Content: (please note that content portions of a review may contain spoilers):
Ghost brought its opening arc to a close with the previous issue as it helped to set the foundations for the series. It did it decently, but since the title started elsewhere prior to the first issue, I always felt a little bit off about it and not quite caught up as it went along. A lot of this was largely just feeling like I wasn’t sure who the supporting cast was even after a few issues since I didn’t start cleanly with them and introductions were sort of done along the way. What helped for me was that since I was familiar with Elisa in a more general sense from previous incarnations, jumping in wasn’t all that difficult since the title character is the one that really has to anchor the whole series.
With this installment, a solid standalone story, we get her support group off checking out some of the things from Elisa’s past that have been in storage. While there are a few character quirks that come into play that are cute and amusing on some level, the big reveal is that when Elisa had died, James wrote an eulogy for her that was never read or seen since there wasn’t any funeral. There’s an obvious uncertainty about reading it, but the draw is too much and this launches us into a flashback sequence. The whole thing is nicely bookended by Elisa’s story in the present as we see her dealing with some punks that are cutting up and killing prostitutes as it largely shows how Elisa is going to deal with the bad things in the world and that there’s a reason for that. And a good part of that is defined in the past that unfolds.

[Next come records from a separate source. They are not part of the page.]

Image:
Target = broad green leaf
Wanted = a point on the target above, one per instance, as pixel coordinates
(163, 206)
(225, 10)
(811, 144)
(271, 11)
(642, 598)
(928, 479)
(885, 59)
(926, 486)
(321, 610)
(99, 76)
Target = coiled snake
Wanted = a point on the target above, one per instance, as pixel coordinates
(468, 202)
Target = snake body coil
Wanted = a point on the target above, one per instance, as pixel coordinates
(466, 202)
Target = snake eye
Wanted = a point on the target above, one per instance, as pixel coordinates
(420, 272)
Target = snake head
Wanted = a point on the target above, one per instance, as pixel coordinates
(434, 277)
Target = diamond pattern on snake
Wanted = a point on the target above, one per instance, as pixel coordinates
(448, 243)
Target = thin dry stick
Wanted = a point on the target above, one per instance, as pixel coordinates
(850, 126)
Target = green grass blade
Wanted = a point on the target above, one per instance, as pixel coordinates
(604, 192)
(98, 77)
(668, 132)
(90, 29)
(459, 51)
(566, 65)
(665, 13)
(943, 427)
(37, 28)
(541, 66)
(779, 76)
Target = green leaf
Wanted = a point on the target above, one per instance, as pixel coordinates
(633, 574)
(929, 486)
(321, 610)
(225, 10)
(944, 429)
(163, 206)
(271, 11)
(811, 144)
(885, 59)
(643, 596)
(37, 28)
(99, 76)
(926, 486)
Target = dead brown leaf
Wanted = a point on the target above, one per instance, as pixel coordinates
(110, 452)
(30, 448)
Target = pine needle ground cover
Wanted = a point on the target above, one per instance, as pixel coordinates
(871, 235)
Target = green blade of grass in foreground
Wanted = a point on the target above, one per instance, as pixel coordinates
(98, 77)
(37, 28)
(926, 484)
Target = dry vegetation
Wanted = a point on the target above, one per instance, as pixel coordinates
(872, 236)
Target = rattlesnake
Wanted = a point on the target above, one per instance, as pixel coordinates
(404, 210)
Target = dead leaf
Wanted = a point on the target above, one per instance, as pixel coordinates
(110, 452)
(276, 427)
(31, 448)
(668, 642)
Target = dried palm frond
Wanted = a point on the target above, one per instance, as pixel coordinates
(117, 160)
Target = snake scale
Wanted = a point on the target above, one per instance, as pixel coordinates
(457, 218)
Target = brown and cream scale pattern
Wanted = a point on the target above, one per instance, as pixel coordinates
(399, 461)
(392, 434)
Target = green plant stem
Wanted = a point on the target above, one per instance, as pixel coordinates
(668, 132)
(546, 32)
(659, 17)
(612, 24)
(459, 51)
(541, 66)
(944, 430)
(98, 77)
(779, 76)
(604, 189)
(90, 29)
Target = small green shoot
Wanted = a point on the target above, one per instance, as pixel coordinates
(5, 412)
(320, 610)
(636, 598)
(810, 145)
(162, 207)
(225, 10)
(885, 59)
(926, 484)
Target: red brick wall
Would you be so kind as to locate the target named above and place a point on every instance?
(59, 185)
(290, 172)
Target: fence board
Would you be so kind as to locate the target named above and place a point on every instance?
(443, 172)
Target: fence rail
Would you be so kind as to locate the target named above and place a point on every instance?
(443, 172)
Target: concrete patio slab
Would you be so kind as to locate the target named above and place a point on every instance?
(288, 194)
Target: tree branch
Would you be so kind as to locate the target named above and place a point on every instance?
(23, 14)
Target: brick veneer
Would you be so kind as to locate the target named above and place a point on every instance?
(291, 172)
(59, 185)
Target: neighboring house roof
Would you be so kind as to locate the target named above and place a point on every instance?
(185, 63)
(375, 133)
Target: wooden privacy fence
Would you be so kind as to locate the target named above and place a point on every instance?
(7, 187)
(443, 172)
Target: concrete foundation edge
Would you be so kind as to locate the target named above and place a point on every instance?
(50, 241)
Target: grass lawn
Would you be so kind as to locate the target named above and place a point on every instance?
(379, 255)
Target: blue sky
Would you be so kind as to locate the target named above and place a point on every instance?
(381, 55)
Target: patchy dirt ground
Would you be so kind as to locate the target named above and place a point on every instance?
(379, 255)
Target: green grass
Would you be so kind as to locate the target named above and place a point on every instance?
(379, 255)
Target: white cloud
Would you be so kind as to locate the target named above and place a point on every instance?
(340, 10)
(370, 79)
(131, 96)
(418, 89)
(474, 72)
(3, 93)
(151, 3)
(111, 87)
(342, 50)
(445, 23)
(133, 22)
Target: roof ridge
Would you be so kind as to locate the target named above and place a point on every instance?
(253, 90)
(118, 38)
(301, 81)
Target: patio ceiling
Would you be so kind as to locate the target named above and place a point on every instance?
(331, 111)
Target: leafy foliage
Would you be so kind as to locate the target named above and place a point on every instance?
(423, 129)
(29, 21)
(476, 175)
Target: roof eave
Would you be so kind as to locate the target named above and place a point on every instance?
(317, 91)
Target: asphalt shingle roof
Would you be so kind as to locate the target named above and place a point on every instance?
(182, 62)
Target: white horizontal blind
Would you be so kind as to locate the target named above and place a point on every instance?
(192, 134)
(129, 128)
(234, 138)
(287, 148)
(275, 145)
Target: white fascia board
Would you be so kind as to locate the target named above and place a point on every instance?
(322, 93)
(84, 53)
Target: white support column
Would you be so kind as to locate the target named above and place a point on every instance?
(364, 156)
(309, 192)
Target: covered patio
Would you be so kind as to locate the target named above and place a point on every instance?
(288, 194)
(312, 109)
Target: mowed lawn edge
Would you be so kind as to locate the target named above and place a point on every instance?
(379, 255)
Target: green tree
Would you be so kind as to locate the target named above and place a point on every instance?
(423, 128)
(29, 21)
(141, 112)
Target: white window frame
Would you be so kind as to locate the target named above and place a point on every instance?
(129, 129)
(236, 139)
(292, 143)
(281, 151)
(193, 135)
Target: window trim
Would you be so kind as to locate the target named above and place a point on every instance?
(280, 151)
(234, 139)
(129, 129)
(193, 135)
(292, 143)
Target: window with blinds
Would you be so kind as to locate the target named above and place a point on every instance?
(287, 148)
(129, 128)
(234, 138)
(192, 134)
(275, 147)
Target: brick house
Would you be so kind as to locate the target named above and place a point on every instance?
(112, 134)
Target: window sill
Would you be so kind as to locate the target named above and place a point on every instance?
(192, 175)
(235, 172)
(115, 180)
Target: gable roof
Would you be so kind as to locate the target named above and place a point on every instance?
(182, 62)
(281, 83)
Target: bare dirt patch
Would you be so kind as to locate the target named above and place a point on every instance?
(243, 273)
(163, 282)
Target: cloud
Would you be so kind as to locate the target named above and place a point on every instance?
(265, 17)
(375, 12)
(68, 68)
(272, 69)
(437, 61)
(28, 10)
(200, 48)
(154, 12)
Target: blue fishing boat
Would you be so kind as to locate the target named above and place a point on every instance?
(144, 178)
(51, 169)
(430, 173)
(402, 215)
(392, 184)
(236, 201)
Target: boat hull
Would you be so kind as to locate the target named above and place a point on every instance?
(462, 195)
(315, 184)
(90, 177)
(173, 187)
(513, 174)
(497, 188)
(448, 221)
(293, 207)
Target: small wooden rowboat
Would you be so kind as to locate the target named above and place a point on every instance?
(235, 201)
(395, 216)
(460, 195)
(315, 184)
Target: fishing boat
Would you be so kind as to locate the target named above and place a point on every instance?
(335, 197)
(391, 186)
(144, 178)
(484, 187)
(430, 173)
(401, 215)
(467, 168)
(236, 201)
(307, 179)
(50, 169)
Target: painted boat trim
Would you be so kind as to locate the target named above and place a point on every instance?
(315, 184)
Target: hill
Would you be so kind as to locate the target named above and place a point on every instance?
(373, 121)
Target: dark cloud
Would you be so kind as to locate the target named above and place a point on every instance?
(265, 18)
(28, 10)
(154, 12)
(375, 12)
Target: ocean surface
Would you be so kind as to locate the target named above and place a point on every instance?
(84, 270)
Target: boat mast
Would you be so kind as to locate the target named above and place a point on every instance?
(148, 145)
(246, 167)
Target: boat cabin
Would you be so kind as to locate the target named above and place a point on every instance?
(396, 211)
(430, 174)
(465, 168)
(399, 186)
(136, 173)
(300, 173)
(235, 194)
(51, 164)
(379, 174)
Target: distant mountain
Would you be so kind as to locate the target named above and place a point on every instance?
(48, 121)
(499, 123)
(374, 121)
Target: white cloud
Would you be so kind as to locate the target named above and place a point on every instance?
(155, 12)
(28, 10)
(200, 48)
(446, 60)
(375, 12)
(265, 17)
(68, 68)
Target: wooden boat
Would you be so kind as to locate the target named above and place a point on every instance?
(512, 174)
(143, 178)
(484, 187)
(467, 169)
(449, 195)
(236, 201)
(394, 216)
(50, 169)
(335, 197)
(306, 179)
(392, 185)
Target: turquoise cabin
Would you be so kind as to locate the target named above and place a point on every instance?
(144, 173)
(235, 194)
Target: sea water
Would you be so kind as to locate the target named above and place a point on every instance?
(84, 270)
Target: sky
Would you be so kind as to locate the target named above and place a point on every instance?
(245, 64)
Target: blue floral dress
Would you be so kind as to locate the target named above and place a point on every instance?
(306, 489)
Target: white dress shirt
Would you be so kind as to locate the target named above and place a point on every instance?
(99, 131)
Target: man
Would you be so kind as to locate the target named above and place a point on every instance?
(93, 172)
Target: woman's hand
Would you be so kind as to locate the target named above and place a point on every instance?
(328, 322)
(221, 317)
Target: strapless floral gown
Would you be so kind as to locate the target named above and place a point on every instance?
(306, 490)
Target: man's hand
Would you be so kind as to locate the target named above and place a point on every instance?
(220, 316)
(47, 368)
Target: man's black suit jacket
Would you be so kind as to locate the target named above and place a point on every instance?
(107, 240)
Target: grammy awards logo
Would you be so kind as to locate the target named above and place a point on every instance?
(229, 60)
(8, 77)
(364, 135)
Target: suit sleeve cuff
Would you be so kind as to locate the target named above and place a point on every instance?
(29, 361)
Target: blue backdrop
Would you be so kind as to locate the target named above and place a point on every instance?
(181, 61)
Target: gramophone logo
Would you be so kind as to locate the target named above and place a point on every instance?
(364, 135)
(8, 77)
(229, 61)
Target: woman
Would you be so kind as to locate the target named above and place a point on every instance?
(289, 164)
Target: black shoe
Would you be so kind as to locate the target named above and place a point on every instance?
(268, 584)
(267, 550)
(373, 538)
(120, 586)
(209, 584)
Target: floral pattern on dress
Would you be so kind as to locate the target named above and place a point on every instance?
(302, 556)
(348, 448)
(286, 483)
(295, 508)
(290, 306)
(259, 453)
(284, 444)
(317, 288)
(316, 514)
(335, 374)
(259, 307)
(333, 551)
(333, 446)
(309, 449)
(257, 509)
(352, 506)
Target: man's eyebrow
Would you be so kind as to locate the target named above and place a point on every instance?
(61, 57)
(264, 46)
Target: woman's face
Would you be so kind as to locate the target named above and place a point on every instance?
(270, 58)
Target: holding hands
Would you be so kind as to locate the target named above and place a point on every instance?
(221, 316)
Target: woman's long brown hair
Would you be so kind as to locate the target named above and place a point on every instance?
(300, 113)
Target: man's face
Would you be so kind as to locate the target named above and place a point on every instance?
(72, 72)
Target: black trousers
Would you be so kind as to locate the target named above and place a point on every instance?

And it is an interesting past as it goes back to when Elisa and James were ten years old. With it being done as an eulogy, James is plain in his feelings towards her and how she was a light among the group of kids that played together. While Elisa wasn’t the ostensible leader of the group, she took on the role after the girl who was, Hadley, disappeared several months earlier. There’s some very fun stuff in how they’re all playing at being superheroes here, the way Elisa can rally them and the general approach of it as it definitely feels like they’re kids living life as many of them would at that time and just having fun in the summer. That it takes a darker and more sinister approach when it comes to the missing girl, something that Elisa and James come across quite accidentally, is no surprise. But what works for it beyond being solidly presented is that Elisa’s force of will, her mindset and approach to how things should be handled, comes through clearly and it helps to reinforce who she is in the present. The present just has her with a few more abilities up her sleeve to go after those who do wrong in a bigger way.
While nostalgia has largely helped to carry me through the initial arc of Ghost, this issue helps to re-cement my interest and affection for the character. A simple background story can go a long way towards reminding you why you like the character and how the writer presents them. DeConnick does a solid job here in doing just that and something simple – and human – is definitely needed after the arc we just had. And while it’s not a story that’s designed to evoke a moody and dark atmosphere that older Ghost fans are familiar with, Geraldo Borges and Andy Owens definitely hit the right tone here with the brightness, playfulness and fun that is summer for kids while moving slowly but surely into the darker material along the way. It’s a solid issue overall and a kind of balance and bit of closure that’s necessary at this stage.